Purpose
This tutorial isn’t for a particular task, instead it aims to demonstrate the data that is produced as a result of adding a new endpoint to our configuration.
You can follow it before or after you’ve followed the adding data process yourself, but the idea is that by following the links here you’ll start to build up a more complete picture of how data is collected, processed and published on our platform, which will help understand the data adding process better.
If you’ve not added an endpoint yourself yet, have a look at the example Pull Request in the Configuration section below, which was made to add a new endpoint for Southwark.
Otherwise, if you have recently added an endpoint yourself you could follow the links in the Platform and Datasette sections and update the queries to check that one instead.
The data flow
Configuration
See the following PR: https://github.com/digital-land/config/pull/463
It’s adding a new tree-preservation-zone
endpoint for Southwark.
Three files are updated:
collection/endpoint.csv
collection/source.csv
pipeline/lookup.csv
These are the key files which tell the pipeline where to collect data from and how to process it. Once these changes are made in the config repo, the overnight pipeline run will collect any new data from the endpoint.
Platform
You can see this endpoint is live on our different services:
- Southwark’s Submit service dashboard page
- Planning.data.gov.uk search page
Datasette
This is how we interact with the dataset files which are produced by the pipeline, as well as some other databases which summarise data that’s useful for reporting.
Performance tables
https://datasette.planning.data.gov.uk/performance
These tables summarise information about provisions, endpoints, resources, and issues to make it easier to see what’s going on at a high level.

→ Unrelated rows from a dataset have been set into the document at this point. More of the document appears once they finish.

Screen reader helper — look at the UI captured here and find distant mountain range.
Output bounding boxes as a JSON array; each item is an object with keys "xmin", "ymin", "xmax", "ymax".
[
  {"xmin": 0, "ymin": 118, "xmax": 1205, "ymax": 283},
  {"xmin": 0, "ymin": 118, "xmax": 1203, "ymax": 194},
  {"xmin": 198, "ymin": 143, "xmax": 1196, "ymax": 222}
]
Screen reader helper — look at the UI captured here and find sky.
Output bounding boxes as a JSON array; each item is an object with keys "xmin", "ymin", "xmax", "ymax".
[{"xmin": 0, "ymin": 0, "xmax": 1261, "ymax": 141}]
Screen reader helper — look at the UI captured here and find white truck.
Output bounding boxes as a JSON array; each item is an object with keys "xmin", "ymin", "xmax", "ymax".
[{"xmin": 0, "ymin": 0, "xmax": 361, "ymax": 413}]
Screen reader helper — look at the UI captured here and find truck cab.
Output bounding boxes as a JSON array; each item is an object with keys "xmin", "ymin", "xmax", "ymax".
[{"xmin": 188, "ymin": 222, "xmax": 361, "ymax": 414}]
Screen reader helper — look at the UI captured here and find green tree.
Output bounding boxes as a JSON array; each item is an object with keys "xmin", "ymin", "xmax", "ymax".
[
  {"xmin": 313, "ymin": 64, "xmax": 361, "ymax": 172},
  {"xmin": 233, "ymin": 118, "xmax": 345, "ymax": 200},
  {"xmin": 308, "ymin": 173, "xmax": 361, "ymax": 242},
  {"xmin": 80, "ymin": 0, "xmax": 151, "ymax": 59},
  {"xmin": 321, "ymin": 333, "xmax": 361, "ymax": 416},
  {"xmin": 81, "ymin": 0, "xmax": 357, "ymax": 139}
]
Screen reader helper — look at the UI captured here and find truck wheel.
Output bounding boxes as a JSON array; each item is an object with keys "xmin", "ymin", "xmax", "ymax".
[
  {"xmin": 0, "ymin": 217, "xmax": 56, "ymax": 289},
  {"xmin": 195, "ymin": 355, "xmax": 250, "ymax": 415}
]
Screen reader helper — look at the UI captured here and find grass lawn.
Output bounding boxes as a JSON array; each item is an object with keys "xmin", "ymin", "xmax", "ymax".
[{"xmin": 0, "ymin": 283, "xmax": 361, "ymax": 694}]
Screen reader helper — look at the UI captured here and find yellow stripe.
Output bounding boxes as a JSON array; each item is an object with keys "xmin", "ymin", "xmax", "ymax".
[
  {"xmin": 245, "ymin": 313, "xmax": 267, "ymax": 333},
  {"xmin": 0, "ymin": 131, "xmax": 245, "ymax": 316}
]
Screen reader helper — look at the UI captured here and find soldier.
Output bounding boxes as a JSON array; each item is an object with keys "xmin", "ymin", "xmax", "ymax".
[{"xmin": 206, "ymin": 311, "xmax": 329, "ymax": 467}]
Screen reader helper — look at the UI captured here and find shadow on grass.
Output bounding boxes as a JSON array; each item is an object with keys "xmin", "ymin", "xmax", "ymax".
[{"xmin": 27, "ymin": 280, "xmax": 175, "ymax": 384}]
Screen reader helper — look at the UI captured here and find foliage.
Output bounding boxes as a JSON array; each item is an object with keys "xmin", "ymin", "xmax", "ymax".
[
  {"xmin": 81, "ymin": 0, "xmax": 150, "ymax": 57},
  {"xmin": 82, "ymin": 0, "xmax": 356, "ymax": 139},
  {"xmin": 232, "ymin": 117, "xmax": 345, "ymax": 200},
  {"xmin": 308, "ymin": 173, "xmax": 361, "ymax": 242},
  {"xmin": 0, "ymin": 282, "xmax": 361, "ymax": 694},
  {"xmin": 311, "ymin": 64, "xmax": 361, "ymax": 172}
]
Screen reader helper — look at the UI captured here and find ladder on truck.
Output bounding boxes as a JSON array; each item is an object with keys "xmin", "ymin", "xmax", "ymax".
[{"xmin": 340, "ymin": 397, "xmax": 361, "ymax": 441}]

Check for the Southwark endpoint that’s been added to see how it’s captured in these tables.
provision_summary
table can be queried byorganisation
to see all of the data we’re expecting an organisation to provide, and its status.reporting_historic_endpoints
shows all of the Southwark TPZ endpoints that we’ve added, and the resources that have been collected from them. Take a look at the start and end dates for endpoints and resources to see the changes that have happened over time. You can query this table to find provisions based on thedataset
andorganisation
.- Find the endpoint in the
endpoint_dataset_issue_type_summary
table. This shows any issues that have been logged for the endpoint and all of its resources.
tree-preservation-zone dataset
Every night the pipeline runs and uses the configuration data to collect and process all of the data for each dataset. It produces a .sqlite3
database for each separate dataset; these databases have a common architecture across all datasets and store all of the data which is then served on the platform.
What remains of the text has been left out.